The Texas-based digital banking platform provider could raise up to $250 million in the IPO, likely bringing its valuation to $3 billion, per the Dallas Morning News. It will invest the proceeds into growth and capital expenditure initiatives, as well as in the development of new or improved solutions.

Alkami caters to smaller financial institutions (FIs) that are feeling the pressure of heightened digital expectations. Nearly three-quarters of US banking customers use some form of digital banking, and adoption is expected to continue to rise over the next several years. In response to these changing consumer habits, incumbents large and small have needed to prioritize modernizing their digital platforms. Digital-native neobanks focused on particular niches, such as Holvi and First Boulevard, are also stepping up and threatening to pick off the types of customers smaller banks usually serve. The most sizable FIs tend to have the necessary budgets to build and maintain a robust digital platform in-house, but smaller institutions with less cash often need to look beyond their own walls for assistance.

Smaller FIs should partner with digital banking platform providers like Alkami instead of relying completely on core providers to remain agile. In Insider Intelligence’s recent Innovation Strategies at Small and Midsize FIs report, we took a deeper dive into why—here are two key reasons:

  • Collaborating with a core provider could be inflexible. A majority of community banks in the US rely on core banking providers like Fiserv or FIS for their digital products and services. But banks’ long-tenured relationships with vendors isn’t necessarily indicative of how they are currently received, with many smaller banks frustrated over their ability to compete digitally. Long-term contracts are common among core vendors, and could prevent FIs from being able to quickly respond to emerging products or technology.

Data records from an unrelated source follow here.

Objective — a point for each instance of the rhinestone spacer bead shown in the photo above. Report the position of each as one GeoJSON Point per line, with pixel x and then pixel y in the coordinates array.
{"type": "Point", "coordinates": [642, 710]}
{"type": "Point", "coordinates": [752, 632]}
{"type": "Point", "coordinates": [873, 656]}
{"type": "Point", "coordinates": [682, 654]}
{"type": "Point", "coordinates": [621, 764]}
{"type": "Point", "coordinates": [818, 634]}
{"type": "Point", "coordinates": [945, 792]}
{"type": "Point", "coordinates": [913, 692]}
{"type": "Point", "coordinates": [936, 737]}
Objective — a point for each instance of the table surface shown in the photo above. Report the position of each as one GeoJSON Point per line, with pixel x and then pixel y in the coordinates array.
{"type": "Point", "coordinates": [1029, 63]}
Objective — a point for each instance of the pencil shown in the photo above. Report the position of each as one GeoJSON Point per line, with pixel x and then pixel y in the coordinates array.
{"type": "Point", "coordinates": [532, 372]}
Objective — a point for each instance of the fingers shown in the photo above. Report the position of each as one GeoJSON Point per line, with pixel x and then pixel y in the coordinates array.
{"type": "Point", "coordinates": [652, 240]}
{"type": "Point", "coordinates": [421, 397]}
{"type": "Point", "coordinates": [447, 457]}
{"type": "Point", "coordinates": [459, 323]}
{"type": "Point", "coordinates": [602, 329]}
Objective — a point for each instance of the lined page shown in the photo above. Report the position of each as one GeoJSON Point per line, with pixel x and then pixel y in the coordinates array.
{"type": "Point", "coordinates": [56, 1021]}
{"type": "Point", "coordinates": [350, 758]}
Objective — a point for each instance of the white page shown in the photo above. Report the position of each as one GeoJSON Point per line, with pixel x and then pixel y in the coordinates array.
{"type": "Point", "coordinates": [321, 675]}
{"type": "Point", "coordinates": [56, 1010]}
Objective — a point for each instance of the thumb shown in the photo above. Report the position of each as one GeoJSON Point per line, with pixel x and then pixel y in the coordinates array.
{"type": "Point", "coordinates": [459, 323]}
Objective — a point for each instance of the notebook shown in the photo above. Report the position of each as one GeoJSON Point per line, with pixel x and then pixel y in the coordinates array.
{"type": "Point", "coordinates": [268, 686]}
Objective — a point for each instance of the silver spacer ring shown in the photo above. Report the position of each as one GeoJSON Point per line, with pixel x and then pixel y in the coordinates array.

A bank that partners with several digital vendors that focus on specific solutions, instead of solely relying on a core provider, could be better equipped to adapt to changing customer needs.
  • Digital platform providers enable banks to tailor their products and services to customer needs and preferences. Instead of a one-size-fits-all solution from a core vendor, banks could outsource product design to fintechs or software vendors like Alkami. There are several approaches an FI can take depending on their needs and budget: an exclusive partnership between two companies, a marketplace approach underpinned by a broad partner ecosystem, or an accelerator program through which a bank could determine the best of the pack. New technology and disruptive competitors influence the types of products and services consumers expect from their bank, and gaining the ability to stay agile through less constrictive partnerships gives smaller institutions a fighting chance.